We ran out the door when we got word of the accident and within 24 hours, we were at our son’s bedside. This was possible for one reason only – France has superb public transportation. From Paris to Dijon, the TGV, a high-speed train, runs several times a day. In Dijon, a tram runs along grassy corridors that crisscross all over town, and we rode it daily to and from the hospital. It was marvelous -- quiet on the inside, quiet on the street, inexpensive, safe, and efficient. Milwaukee needs this. We took photos to send to our mayor. 

Le Tramway, built in 2012, is five decibels quieter than street traffic. Wonderful for the environment but I worried about pedestrians walking into its path because it is so silent.

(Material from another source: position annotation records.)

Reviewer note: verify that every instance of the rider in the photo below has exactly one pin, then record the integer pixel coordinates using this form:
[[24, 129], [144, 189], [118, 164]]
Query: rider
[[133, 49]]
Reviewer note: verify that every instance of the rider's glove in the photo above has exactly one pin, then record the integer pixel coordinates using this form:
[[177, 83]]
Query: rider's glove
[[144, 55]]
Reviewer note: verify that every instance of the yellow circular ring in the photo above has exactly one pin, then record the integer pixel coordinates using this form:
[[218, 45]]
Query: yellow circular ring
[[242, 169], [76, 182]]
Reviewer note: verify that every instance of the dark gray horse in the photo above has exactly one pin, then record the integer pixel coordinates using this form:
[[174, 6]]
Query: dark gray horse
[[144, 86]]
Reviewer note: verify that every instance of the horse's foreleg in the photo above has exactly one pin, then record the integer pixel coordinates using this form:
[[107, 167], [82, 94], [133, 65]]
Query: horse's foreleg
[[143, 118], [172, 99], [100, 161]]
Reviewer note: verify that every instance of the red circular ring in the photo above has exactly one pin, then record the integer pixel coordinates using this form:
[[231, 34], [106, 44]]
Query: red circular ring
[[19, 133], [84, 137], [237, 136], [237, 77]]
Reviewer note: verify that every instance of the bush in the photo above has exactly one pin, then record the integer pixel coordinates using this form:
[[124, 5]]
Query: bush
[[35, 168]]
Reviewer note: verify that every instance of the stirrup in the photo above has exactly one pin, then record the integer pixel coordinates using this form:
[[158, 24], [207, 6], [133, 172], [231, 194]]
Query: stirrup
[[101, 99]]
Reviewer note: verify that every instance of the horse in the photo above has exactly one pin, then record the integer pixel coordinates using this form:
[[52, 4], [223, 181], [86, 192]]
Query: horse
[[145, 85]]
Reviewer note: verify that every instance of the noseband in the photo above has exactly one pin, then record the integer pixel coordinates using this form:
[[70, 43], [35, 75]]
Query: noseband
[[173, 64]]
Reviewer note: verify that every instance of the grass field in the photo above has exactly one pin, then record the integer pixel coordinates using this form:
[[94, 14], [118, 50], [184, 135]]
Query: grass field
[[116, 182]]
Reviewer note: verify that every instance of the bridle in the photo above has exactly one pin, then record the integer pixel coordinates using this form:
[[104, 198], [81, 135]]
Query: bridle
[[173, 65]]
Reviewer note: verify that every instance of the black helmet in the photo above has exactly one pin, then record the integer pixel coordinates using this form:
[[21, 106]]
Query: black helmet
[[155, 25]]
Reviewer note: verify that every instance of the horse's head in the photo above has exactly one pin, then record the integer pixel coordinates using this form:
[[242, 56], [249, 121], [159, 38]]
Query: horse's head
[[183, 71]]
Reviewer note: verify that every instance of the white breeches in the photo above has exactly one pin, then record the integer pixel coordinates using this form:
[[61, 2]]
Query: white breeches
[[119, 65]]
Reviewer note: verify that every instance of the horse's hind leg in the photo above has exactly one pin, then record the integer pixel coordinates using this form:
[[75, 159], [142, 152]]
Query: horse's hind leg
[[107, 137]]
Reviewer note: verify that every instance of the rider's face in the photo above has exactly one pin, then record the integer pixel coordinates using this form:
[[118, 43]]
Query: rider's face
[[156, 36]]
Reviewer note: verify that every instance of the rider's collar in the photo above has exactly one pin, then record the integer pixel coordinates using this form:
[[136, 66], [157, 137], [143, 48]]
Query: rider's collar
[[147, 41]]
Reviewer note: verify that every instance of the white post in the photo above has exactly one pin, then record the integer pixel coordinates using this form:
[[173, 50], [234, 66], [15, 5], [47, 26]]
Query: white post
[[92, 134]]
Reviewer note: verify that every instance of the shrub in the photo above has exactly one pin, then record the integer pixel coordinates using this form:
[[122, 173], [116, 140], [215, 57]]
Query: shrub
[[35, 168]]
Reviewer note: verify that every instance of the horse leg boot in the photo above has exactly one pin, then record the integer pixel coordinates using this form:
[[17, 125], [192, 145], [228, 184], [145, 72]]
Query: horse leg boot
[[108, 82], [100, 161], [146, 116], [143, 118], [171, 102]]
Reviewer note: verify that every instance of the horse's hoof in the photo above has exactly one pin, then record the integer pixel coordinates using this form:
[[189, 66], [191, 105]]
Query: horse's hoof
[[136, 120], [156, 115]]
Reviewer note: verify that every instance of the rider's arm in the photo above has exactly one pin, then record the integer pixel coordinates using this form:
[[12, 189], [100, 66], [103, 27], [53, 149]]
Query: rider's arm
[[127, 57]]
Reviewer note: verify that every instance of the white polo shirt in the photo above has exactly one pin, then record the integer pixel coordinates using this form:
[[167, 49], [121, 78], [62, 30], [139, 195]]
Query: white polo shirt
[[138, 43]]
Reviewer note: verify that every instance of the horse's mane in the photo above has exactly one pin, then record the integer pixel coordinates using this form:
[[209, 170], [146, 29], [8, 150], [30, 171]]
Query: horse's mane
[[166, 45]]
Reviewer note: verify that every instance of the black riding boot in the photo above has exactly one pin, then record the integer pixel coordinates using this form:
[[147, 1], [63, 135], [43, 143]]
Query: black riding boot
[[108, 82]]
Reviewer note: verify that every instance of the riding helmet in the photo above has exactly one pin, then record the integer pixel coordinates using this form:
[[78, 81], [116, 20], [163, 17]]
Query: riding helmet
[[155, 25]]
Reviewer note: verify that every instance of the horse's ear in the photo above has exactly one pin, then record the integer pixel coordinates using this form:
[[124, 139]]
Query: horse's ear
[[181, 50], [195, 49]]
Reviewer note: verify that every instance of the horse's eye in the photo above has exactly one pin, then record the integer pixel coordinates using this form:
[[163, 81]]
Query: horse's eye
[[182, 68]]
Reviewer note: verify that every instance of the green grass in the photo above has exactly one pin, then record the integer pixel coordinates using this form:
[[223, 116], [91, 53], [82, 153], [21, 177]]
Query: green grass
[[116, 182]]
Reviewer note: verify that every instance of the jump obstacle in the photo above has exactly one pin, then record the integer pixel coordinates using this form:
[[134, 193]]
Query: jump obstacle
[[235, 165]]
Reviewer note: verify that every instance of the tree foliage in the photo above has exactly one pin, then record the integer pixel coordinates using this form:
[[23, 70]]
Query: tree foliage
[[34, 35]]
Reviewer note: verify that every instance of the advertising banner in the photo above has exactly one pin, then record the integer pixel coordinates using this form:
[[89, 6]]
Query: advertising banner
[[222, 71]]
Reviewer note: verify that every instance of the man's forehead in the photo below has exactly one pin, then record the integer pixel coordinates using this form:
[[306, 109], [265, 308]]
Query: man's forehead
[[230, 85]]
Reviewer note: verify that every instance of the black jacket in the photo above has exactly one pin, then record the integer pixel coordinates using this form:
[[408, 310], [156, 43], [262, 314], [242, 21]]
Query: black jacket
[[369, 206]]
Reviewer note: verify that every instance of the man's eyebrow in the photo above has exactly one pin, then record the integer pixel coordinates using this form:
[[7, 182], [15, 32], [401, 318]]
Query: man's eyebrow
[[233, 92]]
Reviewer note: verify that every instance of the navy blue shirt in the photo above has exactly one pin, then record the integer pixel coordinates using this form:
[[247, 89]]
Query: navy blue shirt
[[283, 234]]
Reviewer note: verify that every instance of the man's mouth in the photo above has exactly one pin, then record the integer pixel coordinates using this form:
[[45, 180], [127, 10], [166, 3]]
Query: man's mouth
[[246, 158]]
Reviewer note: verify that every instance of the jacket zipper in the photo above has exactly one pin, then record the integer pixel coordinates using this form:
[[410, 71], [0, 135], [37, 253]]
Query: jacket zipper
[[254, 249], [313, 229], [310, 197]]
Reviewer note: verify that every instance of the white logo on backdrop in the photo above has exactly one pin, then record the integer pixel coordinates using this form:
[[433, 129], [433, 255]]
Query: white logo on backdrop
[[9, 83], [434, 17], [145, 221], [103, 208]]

The food! Good Lord, the food!

Everyone accepts that French cuisine may be the finest in the world. But when even the hospital food is incredible, then you know you’re onto something deep-seeded.  At every meal, we eyed our son’s hospital tray, trying to wait a decent interval before asking, “You gonna eat that?” Once, alongside his piece of cheese, he received a basket with five perfect plums. Five. Every day after lunch, an aid rolled a cart through the halls offering tea and coffee, and our patient learned to say ‘oui’ whether he desired un café or not.

Doesn't that tarte à l'oignon look delicious? I assure you that it was.

J’adore les Français!

Yes, I love the French. I love them for their smells, for their hospitals, for their trams, and for their food, but most sincerely I love them because they loved us. It's true! Many would contest this, citing the coldness or superiority that Americans sometimes feel from the French. Yet all of that, I will tell you, is simply a reserve -- a guard around their emotions. One French woman put it well when she explained that Americans are like fish, soft on the outside, with their beating hearts visible to all, while the French are like coconuts with their liquid insides deeply hidden.

On this trip, I learned that our softness, our openness, our lack of guard is exactly what the French most love about us. For the first time ever, I went plowing through the country not caring what anyone thought of me. I was completely myself -- questioning, emotional, loud. And they responded with understanding, kindness, and generosity.

At a time when we could have been completely alone in a foreign city, a little cocoon of people formed around us. The directrice of the dorm where my son lived became a daily visitor, as did an older gentleman whom my son had befriended on his first day in Dijon. Our French friends from other family connections made trips from Paris and Lyon to sit with us. They introduced us to their friends in Dijon, complete strangers to us who opened their home without hesitation, feeding us and providing a welcome distraction. All of these lovely people dropped their French reserve to ease our discomfort and help us navigate a difficult situation.

How can we ever make clear our sincere thanks? The French language has many words for 'love' but that is not the case for expressions of gratitude. Until we meet again, a simple "merci beaucoup" will have to do.